Penn Engineers Identify Protein Implicated in 3-D Epigenetics of Brain Development

Penn Engineers Identify Protein Implicated in 3-D Epigenetics of Brain Development

The vast majority of genetic mutations that are associated with disease occur at sites in the genome that aren’t genes. These sequences of DNA don’t code for proteins themselves, but provide an additional layer of instructions that determine if and when particular genes are expressed. Researchers are only beginning to understand how the non-coding regions of the genome influence gene expression and might be disrupted in disease.

​​​​​​​Jennifer Phillips-Cremins

​​​​​​​Jennifer Phillips-Cremins, assistant professor in the Department of Bioengineering in the University of Pennsylvania’s School of Engineering and Applied Science, studies the three-dimensional folding of the genome and the role it plays in brain development. When a stretch of DNA folds, it creates a higher-order structure called a looping interaction, or “loop.” In doing so, it brings non-coding sites into physical contact with their target genes, precisely regulating gene expression in space and time during development.

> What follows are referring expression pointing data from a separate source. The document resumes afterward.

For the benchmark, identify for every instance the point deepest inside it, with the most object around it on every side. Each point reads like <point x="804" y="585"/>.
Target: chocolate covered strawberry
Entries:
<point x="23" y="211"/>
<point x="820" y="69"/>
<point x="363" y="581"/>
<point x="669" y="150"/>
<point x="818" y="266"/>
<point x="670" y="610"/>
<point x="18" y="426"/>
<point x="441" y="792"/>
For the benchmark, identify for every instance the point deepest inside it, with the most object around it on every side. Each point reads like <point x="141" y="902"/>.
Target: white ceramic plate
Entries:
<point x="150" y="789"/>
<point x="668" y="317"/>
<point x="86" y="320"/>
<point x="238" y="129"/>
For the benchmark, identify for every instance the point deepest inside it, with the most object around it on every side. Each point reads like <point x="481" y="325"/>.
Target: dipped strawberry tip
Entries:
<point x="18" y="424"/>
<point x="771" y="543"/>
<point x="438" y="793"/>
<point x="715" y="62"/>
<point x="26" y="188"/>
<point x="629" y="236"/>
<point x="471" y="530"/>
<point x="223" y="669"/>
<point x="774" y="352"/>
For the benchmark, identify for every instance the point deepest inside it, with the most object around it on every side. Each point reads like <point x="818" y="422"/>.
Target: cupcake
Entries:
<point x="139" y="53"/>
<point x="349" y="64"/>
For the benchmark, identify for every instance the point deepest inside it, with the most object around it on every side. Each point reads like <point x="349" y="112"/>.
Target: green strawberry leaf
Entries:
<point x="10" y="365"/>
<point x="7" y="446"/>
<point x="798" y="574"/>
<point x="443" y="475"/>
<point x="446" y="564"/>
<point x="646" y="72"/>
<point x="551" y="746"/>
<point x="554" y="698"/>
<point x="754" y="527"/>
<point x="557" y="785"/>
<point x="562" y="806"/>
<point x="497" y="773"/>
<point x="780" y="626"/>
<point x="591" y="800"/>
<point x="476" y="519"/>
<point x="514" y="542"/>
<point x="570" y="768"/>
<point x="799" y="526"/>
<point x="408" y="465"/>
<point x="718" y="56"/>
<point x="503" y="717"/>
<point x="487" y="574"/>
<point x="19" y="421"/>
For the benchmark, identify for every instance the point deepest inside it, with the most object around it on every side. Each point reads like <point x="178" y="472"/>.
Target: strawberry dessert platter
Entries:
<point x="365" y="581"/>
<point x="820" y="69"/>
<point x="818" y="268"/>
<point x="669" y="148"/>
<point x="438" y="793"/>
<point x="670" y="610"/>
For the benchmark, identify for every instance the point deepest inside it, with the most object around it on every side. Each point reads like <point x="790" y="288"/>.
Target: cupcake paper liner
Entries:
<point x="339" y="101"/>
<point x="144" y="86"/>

​​​​​​​Jennifer Phillips-Cremins

Phillips-Cremins and lab member Jonathan Beagan have led a new study identifying a new protein that connects loops in embryonic stem cells as they begin to differentiate into types of neurons. Though the study was conducted in mice, these findings inform aspects of human brain development, including how the genetic material folds in the 3-D nucleus and is reconfigured as stem cells become specialized. Better understanding of these mechanisms may be relevant to a wide range of neurodevelopmental disorders.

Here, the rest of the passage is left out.